Each of these regions could have gone their separate ways, but they chose to wait for when the North was ready in 1959, to join the rest in achieving independence together as a Federation of Nigeria. Discussions leading to that process began in London in that 1957. So, let me make this point up front for many Nigerians who are likely to be deceived by foolish secessionist talk: Nigeria is not Lugard’s creation. Nigeria is the creation of a man called George Taubman Goldie, who was given the imperial lease or charter to establish a trading monopoly from what was called the Oil River to the old Trade routes of the Sahara. He recruited a young Fred Lugard as a mercenary, who ran the North for him. Lugard consolidated that territory now called Nigeria, through the process of amalgamation. Yes, the foundation of Nigeria was for the benefit in trade, and exploitation of the resources of the area by colonial Great Britain.

But the modern nation of Nigeria, the successor nation to the colonial entity was founded by agreement of the leaders of Nigeria through the conferences of 1957/58. The foundation of Nigeria as an independent federation of three initial regions was consecrated from that conference, following years of anti-colonial agitation, by Nigerian nationalists.

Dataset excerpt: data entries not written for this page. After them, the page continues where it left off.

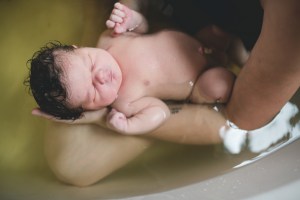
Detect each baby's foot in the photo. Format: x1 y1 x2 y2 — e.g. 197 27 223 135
106 3 136 34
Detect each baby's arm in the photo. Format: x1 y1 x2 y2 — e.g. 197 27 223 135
107 97 170 135
106 2 148 34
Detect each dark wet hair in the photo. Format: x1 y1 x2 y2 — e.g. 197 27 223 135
24 42 83 120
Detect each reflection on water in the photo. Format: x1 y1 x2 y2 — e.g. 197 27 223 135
0 1 299 200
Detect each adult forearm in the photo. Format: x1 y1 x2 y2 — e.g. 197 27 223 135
226 0 300 130
148 104 224 145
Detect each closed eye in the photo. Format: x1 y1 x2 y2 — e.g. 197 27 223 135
88 53 95 70
92 86 97 103
88 54 97 103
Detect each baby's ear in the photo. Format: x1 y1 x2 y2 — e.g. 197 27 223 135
72 45 78 48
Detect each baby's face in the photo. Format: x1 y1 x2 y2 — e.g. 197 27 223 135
57 47 122 110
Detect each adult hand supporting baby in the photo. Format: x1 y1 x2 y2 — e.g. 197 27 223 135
32 107 108 127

Compromises were reached, including those contained in the minority report by Willinks. The Foundation of a modern Nigerian republic was finally established by the Act of the Republic in 1963, by an elected parliament of Nigerians which declared Nigeria a republic, no longer subject under the Commonwealth, to the Constitutional monarchy of Great Britain. That was the most fundamental act of independence, and that was the foundation of Nigeria. The violation of that charter of the republic following the 1966 military coups is what has led to the continued crisis of Nigeria, where less and less of her citizens feel any kind of patriotism towards her, and more and more are therefore relapsing to ethnocentrism, the result no doubt of profoundly felt injustice and infidelity.

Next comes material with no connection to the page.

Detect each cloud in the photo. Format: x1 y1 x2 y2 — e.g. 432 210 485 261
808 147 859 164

The unilateral creation of the twelve states without plebiscite by Gowon in 1967, destroyed the viability of the Nigerian federation. Any talk of restructuring without the restoration of the Republic and its 1963 charter will be hollow. That Act of the republic must be the staging post of all political reforms. To restructure Nigeria means more than granting autonomy to the regions. It is to clearly define the nature of Nigerian citizenship. As it is clear, many Nigerians miss the point when they talk about “Fulani herdsmen.” These Fulani herdsmen for as long as they are Nigerian citizens or lawful residents, have a right to move and settle anywhere in Nigeria. But they do not have the right to force people under arms and occupy their lands without consequence.

A Federal Republic of six regions might solve the structural problem of Nigeria, but it may not solve the dilemma of citizenship. Restructuring must mean broad changes in the charter of citizenship rights, on the structure of the Nigerian Military, the Police system, the judicial system, the system of the civil service, and the dismantling of pyramidal power which invests authority in extremis to individuals rather than on institutions. It can be accomplished by acts of legislation.